Try finding one recipe step inside a 400-page cookbook without a table of contents. That is what AI faces if you dump entire PDFs into search unchanged. Chunking cuts documents into bite-sized pieces the system can retrieve precisely.
What Is Document Chunking?
Chunking means splitting long text into smaller segments before indexing. Each chunk becomes one row in your search index — like flashcards, each holding one idea.
Why Do We Need Chunking?
Search returns whole chunks to the LLM. If chunks are huge, you waste context window space on irrelevant paragraphs. If chunks are tiny, sentences lose meaning.

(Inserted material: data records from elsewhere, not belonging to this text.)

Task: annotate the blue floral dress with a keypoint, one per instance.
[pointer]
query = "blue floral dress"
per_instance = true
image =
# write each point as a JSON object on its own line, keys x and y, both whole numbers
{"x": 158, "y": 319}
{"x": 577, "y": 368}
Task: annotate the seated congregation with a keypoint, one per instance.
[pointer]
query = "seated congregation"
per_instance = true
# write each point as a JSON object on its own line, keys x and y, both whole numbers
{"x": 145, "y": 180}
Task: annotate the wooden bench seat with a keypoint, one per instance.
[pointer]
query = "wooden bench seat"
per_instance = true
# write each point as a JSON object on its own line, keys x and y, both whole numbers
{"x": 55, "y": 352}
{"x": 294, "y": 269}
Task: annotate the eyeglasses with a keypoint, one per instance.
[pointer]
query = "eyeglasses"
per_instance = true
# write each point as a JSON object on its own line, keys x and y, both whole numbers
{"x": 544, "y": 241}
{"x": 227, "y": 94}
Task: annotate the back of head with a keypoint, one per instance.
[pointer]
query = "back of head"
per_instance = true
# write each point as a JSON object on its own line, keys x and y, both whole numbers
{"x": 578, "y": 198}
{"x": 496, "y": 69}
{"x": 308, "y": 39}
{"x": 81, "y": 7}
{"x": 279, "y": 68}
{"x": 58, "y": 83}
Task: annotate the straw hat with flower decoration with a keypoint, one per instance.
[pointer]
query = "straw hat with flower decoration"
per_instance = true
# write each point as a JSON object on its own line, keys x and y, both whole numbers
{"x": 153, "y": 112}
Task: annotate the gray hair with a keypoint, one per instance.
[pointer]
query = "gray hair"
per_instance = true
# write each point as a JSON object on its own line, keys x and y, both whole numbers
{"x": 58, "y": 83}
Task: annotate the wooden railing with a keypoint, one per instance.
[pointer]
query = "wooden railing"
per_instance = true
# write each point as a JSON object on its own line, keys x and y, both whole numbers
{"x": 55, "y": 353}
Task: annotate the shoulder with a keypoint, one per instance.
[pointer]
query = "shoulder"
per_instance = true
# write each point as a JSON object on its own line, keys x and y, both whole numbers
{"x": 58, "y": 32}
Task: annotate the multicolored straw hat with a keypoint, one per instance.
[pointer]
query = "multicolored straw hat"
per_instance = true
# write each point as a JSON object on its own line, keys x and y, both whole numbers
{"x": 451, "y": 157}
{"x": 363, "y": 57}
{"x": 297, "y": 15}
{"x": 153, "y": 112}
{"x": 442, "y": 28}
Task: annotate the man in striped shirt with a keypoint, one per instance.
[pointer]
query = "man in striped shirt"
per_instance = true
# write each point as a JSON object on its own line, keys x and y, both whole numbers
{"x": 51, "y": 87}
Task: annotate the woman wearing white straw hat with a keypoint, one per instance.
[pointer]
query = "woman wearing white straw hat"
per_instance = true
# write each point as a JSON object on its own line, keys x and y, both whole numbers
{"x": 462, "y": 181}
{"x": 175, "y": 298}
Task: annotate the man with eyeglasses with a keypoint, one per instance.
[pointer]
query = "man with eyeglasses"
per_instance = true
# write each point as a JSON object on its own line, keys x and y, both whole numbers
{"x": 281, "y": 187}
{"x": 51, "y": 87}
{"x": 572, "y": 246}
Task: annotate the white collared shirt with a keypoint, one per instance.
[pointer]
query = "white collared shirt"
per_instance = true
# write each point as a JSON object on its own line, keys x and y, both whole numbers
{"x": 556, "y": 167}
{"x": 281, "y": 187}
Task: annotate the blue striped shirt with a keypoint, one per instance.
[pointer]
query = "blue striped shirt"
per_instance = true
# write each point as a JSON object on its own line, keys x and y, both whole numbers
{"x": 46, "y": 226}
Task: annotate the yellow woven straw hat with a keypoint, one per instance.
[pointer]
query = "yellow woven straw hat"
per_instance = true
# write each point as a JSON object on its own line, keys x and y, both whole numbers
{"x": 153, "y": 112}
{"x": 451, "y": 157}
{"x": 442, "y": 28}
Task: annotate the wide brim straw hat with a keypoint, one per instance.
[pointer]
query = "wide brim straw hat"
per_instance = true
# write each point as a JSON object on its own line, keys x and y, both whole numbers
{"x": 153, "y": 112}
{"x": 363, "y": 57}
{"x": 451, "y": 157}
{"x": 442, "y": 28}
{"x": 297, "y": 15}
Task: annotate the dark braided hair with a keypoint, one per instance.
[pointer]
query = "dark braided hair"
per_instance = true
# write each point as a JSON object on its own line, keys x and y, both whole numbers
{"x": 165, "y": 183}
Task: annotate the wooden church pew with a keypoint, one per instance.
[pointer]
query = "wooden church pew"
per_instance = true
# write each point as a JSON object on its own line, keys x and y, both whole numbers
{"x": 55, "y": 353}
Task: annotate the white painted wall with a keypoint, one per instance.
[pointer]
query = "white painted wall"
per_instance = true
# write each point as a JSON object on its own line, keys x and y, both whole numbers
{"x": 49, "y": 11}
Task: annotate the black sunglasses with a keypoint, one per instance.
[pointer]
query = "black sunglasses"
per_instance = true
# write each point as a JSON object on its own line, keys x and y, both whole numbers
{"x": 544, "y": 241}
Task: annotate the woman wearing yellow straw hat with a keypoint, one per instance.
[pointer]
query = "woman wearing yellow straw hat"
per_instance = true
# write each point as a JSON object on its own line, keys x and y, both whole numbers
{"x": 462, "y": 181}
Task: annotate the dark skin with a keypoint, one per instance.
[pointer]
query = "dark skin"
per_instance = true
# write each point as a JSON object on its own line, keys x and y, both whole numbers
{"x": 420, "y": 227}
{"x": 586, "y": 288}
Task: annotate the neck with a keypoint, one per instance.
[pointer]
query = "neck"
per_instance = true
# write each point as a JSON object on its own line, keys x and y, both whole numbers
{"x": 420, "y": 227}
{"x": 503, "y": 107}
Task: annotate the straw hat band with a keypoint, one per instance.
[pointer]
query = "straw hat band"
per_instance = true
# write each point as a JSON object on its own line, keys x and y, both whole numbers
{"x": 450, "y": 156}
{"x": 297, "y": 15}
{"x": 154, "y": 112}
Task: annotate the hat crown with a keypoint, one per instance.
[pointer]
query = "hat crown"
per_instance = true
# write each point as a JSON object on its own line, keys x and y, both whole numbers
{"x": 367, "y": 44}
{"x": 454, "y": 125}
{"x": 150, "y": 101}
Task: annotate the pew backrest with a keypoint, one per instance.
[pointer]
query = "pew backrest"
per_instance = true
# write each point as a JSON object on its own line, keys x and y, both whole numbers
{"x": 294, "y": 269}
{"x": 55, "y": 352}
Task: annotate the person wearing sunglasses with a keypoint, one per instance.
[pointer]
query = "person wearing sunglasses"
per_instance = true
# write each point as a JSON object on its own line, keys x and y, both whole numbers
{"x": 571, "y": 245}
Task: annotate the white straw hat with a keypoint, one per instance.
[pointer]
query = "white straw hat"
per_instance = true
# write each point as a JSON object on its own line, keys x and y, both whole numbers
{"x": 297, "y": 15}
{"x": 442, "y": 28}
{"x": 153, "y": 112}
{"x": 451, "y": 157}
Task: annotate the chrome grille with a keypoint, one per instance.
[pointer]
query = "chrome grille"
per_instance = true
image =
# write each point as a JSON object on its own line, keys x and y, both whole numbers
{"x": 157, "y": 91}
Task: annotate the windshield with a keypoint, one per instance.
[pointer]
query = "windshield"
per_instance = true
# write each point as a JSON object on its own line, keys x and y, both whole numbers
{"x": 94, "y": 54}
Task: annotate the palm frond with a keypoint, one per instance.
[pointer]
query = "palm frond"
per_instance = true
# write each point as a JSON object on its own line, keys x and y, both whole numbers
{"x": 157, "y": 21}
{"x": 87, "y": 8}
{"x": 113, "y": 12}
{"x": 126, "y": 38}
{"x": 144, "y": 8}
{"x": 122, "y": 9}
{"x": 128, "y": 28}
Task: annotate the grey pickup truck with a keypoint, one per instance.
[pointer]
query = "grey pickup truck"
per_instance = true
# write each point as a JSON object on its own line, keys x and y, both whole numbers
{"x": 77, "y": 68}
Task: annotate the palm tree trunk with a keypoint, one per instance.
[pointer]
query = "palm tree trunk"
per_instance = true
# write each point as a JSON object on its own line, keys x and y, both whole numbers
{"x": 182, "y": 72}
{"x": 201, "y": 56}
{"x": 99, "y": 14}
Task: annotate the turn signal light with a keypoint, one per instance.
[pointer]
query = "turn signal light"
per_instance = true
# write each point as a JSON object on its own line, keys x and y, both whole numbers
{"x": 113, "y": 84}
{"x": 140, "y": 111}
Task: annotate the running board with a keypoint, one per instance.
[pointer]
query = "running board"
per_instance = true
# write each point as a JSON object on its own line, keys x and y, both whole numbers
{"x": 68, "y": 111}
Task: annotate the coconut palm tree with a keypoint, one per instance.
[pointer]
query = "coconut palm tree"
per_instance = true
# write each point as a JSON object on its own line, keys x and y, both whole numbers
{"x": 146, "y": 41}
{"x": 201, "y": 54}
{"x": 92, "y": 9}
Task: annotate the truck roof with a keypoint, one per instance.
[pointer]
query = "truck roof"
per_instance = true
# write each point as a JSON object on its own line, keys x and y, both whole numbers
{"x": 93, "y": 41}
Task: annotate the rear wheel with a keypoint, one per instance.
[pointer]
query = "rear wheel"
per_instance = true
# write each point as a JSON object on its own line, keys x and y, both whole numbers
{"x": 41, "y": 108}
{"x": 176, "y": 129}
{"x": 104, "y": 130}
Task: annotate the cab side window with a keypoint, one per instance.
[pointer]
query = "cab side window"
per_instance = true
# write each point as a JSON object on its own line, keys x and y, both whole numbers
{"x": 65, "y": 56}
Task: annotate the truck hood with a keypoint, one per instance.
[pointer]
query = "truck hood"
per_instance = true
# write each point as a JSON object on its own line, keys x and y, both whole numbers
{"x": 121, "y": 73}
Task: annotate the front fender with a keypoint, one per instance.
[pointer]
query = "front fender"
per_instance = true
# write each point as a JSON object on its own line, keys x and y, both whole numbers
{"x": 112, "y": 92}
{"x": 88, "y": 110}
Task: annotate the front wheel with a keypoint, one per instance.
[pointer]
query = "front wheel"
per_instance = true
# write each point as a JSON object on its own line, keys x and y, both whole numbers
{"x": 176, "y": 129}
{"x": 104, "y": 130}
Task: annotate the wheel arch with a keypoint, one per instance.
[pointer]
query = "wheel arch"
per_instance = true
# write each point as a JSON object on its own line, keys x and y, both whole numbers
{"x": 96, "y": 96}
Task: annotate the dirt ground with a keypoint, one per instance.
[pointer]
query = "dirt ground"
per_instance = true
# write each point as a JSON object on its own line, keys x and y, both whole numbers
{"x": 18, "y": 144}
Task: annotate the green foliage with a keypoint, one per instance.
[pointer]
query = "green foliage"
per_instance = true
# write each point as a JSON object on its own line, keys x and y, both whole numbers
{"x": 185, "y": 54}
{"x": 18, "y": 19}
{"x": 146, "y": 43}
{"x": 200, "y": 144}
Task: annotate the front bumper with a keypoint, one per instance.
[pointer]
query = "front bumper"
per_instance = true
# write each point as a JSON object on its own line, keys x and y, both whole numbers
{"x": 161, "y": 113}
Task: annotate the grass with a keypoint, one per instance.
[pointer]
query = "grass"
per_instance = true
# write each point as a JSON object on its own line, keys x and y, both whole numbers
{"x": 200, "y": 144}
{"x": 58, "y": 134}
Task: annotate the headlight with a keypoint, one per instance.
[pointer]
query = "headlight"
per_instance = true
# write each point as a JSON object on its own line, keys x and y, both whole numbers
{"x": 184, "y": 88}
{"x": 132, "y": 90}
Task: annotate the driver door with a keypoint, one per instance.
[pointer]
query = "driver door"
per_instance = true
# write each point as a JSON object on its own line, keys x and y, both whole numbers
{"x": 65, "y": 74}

Goldilocks sizing matters.
How Chunking Fits in RAG
PDF / Wiki / Email
↓ split
Chunks + metadata (source, page)
↓ embed / index
Searchable knowledge base
Step-by-Step: Chunk a Policy PDF
Step 1: Extract text from PDF (preserve headings).
Step 2: Split on H2/H3 headings first.
Step 3: If a section still exceeds 800 tokens, split by paragraph with 50-token overlap.
Step 4: Attach metadata: documentId, sectionTitle, pageNumber.
Step 5: Sample C# pseudo-logic:
foreach (var section in document.Sections)
{
var chunks = SplitWithOverlap(section.Text, maxTokens: 512, overlap: 64);
foreach (var chunk in chunks)
yield return new DocumentChunk(section.Title, chunk);
}
Real-World Example
A hardware manual describes fifty products. Chunking by product section means a question about "Model X battery life" retrieves only Model X pages — not the entire manual confusing the model with Model Y specs.
Common Misconceptions
"One chunk size fits all." Legal contracts and chat logs need different strategies.
"Overlap is wasted storage." Overlap prevents answers from missing sentences split across chunk borders.
Chunking Strategies Compared
- Fixed-size — split every N tokens; simple but may cut sentences awkwardly.
- Structure-aware — split on headings and paragraphs; best for manuals and wikis.
- Semantic — use models to detect topic boundaries; advanced but powerful for mixed content.
Begin with structure-aware chunking on clean Markdown or HTML exports before chasing fancy semantic splitters.
Why Metadata Matters
Store department, productLine, effectiveDate on each chunk. Filters narrow retrieval so HR questions do not pull IT outage posts just because both mention "policy."
Scanned PDFs Need OCR
Image-only PDFs contain no selectable text until OCR (Optical Character Recognition) extracts words. Azure AI Search skillsets can OCR during indexing. Chunking empty text produces useless embeddings — always verify extracted text quality on a sample page before indexing thousands of scans.
Keep a spreadsheet during experiments: chunk size, overlap, hit rate on ten test questions. Small disciplined experiments beat random tweaking. Share results with teammates so everyone stops arguing from gut feeling and starts arguing from numbers — healthier engineering culture.
Handling Code and Tables
Technical docs mix prose, code blocks, and tables. Keep code blocks intact in single chunks when possible — splitting mid-function confuses both search and models. Prefix chunks with language tags in metadata so developers filter API reference separately from marketing PDFs.
Tables should include header row text in every chunk derived from the table — otherwise a chunk containing only numeric rows loses column meaning. Prepending 'Table: Server SKUs — columns: Name, RAM, Price' saves retrieval quality on specification sheets.
Summary
Chunking is invisible to users but makes or breaks RAG. Split thoughtfully, store metadata, and test retrieval with real questions from Lesson 9.
Frequently Asked Questions
Key Takeaways
- Chunking splits large documents into searchable pieces.
- Size and overlap strongly affect retrieval quality.
- Split on headings and paragraphs when possible.
- Metadata (title, page, section) helps filtering and citations.
- Test chunk settings with real user questions, not guesses.